You can maintain the correct balance of salt and chemicals in a saltwater pool for less than $100 a year if done correctly. On the other hand, a chlorine pool will cost you between $300 and $800 a year in chemicals for regular maintenance. It is also worth mentioning, especially if you’re owning a pool in the San Antonio area, that chlorine levels have to be kept higher in warmer climates. A saltwater generator also has to work even harder in these conditions, though, meaning that more electricity will be used, and the generator’s cells will wear out faster than their typical lifespan of three to five years. A new cell for a saltwater generator can range from $200 to $700 and the additional electricity usage usually adds about $50 a year to your power bill more than chlorine-only pools do. So in this case, both methods are subject to the same amount of influence. You will basically be making the choice of whether you would rather pay for regular chlorine chemical solutions or for additional electricity and saltwater generator cells.


The greatest benefit of a saltwater pool system for homeowners is the low maintenance that the pool requires. Modern systems can maintain a crystal-clear pool for two weeks without need for any modification.
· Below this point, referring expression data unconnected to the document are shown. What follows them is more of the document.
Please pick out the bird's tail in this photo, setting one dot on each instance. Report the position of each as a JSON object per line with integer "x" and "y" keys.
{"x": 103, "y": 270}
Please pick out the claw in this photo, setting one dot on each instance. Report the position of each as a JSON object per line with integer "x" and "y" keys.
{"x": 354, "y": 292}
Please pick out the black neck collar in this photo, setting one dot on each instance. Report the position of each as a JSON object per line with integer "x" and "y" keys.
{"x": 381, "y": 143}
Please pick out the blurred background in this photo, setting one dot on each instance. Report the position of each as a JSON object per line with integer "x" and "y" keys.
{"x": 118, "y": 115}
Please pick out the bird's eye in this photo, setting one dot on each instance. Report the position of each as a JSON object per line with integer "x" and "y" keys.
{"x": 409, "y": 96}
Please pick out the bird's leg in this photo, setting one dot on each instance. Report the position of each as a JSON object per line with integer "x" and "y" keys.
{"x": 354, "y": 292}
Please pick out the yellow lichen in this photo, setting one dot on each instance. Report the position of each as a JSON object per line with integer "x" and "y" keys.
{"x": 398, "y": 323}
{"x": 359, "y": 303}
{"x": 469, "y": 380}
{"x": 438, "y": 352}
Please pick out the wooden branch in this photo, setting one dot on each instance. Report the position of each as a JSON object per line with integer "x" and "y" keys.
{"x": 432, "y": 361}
On the other end of the spectrum, a traditional chlorine pool requires weekly maintenance — adding chlorine tablets or sticks on a regular basis, checking pH levels, and other tasks. While both pool systems will require keeping tabs on the chlorine levels present in your pool, a saltwater pool’s chlorine is adjusted through the generator control box where it adds more salt and chlorine blend to the water. This can be less hassle than playing guess-and-check with chlorine tablets being dropped into the water.

Chlorine pools will also require periodic “chocks” of higher concentrations of chlorine in order to rid your pool of algae and bacteria. This process involves dissolving chlorine in a bucket of water and slowly adding it to the pool water. Saltwater pools will have times this is necessary as well, but not nearly as often.

One area where the chlorine pool shines is with self-diagnosing and solving issues that arise. With a saltwater pool, the problem may require a pool professional to resolve it, while for chlorine pools, homeowners can use at-home testing kits and chemical combinations to solve most issues that they come across. If your heart is set on a saltwater pool, though, don’t fret! That’s what we are here for.